Tant que subsista le barrage qui, aux temps glaciaires, fermait la route d'Asie centrale vers l'Europe et vers les pays fertiles du Tigre et de l'Euphrate, tant que le plateau persan et le Caucase furent couverts de neige, que le lac Aralo-caspien baigna le front des glaciers polaires, la civilisation évolua sur elle-même dans chaque pays, progressant lentement et sans secousses. Il est à croire que c'est dans ce milieu relativement homogène que des étrangers sont venus apporter des connaissances nouvelles, dès que les portes de l'Asie centrale furent ouvertes. Sans nul doute cette barrière, dont l'existence correspond à l'extension maxima des envahissements glaciaires, a pu se rompre plusieurs lois, au cours des temps pléistocènes, lors des reculs des neiges, et c'est à plusieurs reprises que les gens de l'Asie centrale se seraient présentés dans notre Occident méditerranéen comme dans l'Europe centrale. Peut-être les arts et les industries primitives de la Chaldée et de l'Élam, dont nous ignorons d'ailleurs le berceau, ont-ils tiré leur origine de ces mouvements; peut-être sont-ils venus du Nord de l'Asie antérieure, du pays des bouquetins et des moutons. Il est, en tout cas, vraisemblable que des rives du Tigre, de l'Euphrate et de la Kerkha certaines pratiques ont gagné la Syrie, la Palestine, la vallée du Nil, puis l'Occident méditerranéen, par l'entremise des îles. Cette première émigration des gens de l'Asie centrale, ou tout au moins de leurs idées, serait de beaucoup la plus ancienne; elle aurait trouvé l'homme usant encore, en Chaldée et dans l'Égypte, des armes et des instruments paléolithiques, puis des terres sans habitants dans l'Hellade et dans les îles; plus tard, sur les côtes de l'Afrique du Nord, elle aurait rencontré des indigènes ayant remplacé les industries paléolithiques par d'autres, dont le Capsien, plus conformes à leurs besoins.

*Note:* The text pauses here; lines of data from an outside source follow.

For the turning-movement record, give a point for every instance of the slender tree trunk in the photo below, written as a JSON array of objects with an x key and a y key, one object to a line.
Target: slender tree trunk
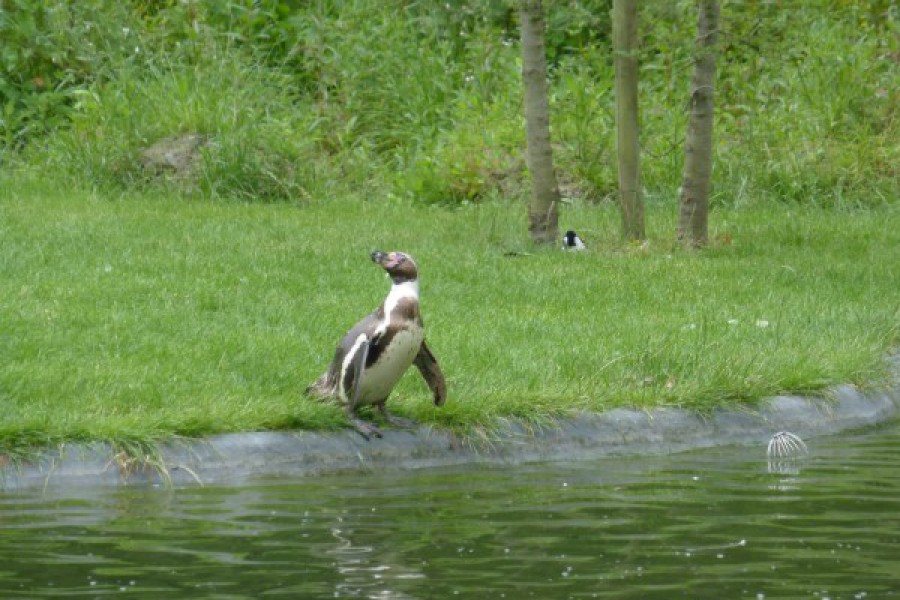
[
  {"x": 625, "y": 45},
  {"x": 543, "y": 210},
  {"x": 694, "y": 204}
]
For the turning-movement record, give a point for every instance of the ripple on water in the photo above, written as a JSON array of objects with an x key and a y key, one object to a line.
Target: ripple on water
[{"x": 712, "y": 523}]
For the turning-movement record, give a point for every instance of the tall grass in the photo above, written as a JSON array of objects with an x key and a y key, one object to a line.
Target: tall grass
[{"x": 424, "y": 101}]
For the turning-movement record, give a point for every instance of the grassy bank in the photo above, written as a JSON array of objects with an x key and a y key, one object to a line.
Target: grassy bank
[{"x": 140, "y": 317}]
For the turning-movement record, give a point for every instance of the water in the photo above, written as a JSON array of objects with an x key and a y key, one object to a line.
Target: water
[{"x": 705, "y": 524}]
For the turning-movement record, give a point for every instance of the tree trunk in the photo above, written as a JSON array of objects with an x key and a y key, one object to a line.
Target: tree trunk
[
  {"x": 543, "y": 210},
  {"x": 625, "y": 44},
  {"x": 694, "y": 204}
]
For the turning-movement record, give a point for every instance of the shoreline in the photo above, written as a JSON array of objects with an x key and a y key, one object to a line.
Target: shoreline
[{"x": 236, "y": 457}]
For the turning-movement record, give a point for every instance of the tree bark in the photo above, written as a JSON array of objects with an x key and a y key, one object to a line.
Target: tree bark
[
  {"x": 694, "y": 203},
  {"x": 543, "y": 209},
  {"x": 625, "y": 44}
]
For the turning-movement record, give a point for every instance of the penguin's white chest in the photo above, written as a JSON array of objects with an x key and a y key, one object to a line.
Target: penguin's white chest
[{"x": 380, "y": 378}]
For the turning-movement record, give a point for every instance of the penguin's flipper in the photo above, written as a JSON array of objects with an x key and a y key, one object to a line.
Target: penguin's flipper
[
  {"x": 352, "y": 379},
  {"x": 357, "y": 364},
  {"x": 431, "y": 372}
]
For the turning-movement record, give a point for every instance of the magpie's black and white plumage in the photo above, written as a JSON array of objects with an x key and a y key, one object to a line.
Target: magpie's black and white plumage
[
  {"x": 372, "y": 357},
  {"x": 571, "y": 241}
]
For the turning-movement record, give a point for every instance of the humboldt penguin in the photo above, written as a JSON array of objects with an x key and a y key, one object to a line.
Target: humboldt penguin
[
  {"x": 571, "y": 241},
  {"x": 372, "y": 357}
]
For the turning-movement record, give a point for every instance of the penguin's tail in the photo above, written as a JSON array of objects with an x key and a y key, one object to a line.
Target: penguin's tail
[{"x": 322, "y": 389}]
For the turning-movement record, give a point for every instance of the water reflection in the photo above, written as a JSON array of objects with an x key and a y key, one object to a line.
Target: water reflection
[{"x": 718, "y": 523}]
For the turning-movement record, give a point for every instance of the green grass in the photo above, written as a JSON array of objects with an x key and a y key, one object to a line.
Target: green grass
[{"x": 137, "y": 318}]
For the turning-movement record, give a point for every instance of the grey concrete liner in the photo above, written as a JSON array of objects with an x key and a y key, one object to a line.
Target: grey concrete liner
[{"x": 233, "y": 458}]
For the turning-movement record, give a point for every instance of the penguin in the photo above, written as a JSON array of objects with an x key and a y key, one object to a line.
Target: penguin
[
  {"x": 571, "y": 241},
  {"x": 372, "y": 357}
]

Mais les courants qui sont venus de l'Asie centrale étaient forcément partagés en deux branches par les obstacles que présentaient la mer Caspienne et le Caucase. La voie du nord, serpentant au milieu des plaines marécageuses laissées par le recul des glaciers, était plus longue, plus difficile que celle du sud, et bien des siècles s'écoulèrent certainement avant que les émigrants, ou tout au moins leurs inspirations, se soient avancés jusque dans nos pays de l'Europe occidentale.